Peut-être avaient-ils suffisamment mûri au cours de ce seul été pour
se rendre enfin compte de la bêtise de leurs attitudes ? Ou peut-être,
et j'y songe seulement maintenant, est-ce le fait de leur avoir tenu
tête… d'avoir eu le cran d'affronté mes bourreaux ? En levant mes
poings, je leur démontrais ma volonté de ne plus fuir.
Je
ne sais pas. Mais la vie est si bizarre. Je me dis maintenant que
si j'avais continué à me taire et à tendre l'autre joue, ce refrain
me chatouillerait peut-être encore les oreilles aujourd'hui. Il est
si facile de blesser et de se laisser blesser. De laisser ceux qui
nous entourent nous humilier pour des choses qui ne dépendent pas
de nous. Pour un nom porté depuis la naissance et que nos parents
ont choisi ce fameux jour, sans se douter un instant, des horreurs
que cela nous amènerait à subir. Pour une orientation que nous n'avons
pas "choisi" d'avoir, pas plus que nous choisissons la couleur de
nos yeux ou la longueur de notre menton !
Il
est toujours facile de haïr ce qu'on ne connaît pas ou ce qui est
différent. Il est facile d'abaisser quelqu'un ou de l'écarter de sa
route pour ces mêmes raisons. Il est facile de réduire au silence
ceux qui s'opposent au statu quo. Il y a tant de "déguisements" sous
lesquels se cacher pour projeter, ce qui n'est au fond, que du mépris.
Bien sûr, on n'a rien contre un tel ou une telle. C'est pour son bien
qu'on veut le ou la "guérir". Ou la convertir. C'est par justice qu'on
ne lui "accorde" pas ses droits. On n'est pas raciste, ni homophobe,
ni sexiste. Jamais de la vie !
La
liberté de parole, je suis pour.
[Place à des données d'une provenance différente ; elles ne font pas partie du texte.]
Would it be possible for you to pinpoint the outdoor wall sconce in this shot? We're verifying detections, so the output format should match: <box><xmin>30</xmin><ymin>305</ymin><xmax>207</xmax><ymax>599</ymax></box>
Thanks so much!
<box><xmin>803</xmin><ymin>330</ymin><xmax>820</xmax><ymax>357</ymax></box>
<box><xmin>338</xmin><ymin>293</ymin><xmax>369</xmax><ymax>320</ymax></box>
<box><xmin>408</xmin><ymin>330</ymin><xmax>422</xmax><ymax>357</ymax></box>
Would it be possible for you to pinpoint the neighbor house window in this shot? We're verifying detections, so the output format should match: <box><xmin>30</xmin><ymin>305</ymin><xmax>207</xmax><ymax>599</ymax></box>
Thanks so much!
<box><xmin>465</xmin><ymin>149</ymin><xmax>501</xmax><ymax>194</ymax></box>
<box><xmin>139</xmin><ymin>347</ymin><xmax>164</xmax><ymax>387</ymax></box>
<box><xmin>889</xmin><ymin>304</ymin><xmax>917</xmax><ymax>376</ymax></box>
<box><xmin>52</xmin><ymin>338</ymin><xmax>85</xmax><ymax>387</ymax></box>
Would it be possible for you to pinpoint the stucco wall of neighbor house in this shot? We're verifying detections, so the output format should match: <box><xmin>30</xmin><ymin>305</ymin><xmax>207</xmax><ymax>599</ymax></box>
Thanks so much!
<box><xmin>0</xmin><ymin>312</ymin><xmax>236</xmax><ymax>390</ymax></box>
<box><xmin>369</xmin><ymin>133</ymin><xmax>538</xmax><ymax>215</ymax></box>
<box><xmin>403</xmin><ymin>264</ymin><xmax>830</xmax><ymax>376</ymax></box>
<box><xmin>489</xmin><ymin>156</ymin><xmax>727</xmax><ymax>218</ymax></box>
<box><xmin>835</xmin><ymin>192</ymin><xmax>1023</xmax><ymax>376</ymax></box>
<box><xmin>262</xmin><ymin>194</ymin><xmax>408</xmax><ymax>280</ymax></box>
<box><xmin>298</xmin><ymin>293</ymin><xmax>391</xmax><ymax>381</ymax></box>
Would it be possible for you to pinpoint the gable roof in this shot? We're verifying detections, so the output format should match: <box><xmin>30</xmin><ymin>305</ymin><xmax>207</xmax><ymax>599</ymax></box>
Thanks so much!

Mais je suis aussi pour la justice,
pour l'égalité, pour l'amour. Je ne veux pas me battre, mais si quelqu'un
me crie au visage que je suis "anormale", que parce que je ne suis
pas hétéro, je n'ai pas le "droit" de réclamer ce qui me revient,
que parce que je dis ce que je pense, je dois me taire… alors, je
me révolte. Et je relève la tête. Et même si j'échoue à nouveau, même
si je perds cette bataille, il n'est pas aussi sûr que je perds aussi
la guerre…
*
* * * *
Il
y a encore peu, je n'avais jamais entendu parler de l'Alliance canadienne
et de Stockwell Day. La politique n'a jamais fait partie de mes priorités,
enfin presque et je dois dire que je n'écoute pas souvent les nouvelles.
Je me rappelle cependant un certain soir de référendum où je suis
resté collé le nez sur la télé jusqu'à l'annonce du résultat du scrutin.
Après
tout, ce n'est pas tous les soirs qu'on voit "presque" naître un pays.
Mais bon, à part cette exception, la politique me laisse froide. Mais
pas certaines opinions. Ni certains propos. Mais je serais, sans doute,
restée bien ignorante, si ce n'était d'Egale.
|
" Je définis la famille en termes hétérosexuels. "
--- Avec ces quelques mots, Stockwell Day définit sa vision
du Canada, une vision qui exclut les lesbiennes, les gais
et les bisexuels, nos familles et nos conjoints de même sexe.
|
Voilà comment débute ce nouveau chapitre de l'histoire, que nous trace
Égale. Ce
genre de déclaration n'est, malheureusement, pas unique. Bien
d'autres affichent, hautement, leur sentiments défavorables
face aux gais et aux lesbiennes.
En voici une liste non exaustive. ;-(((
* * * * *
Myron
Thompson, député (Alliance canadienne, Wild Rose)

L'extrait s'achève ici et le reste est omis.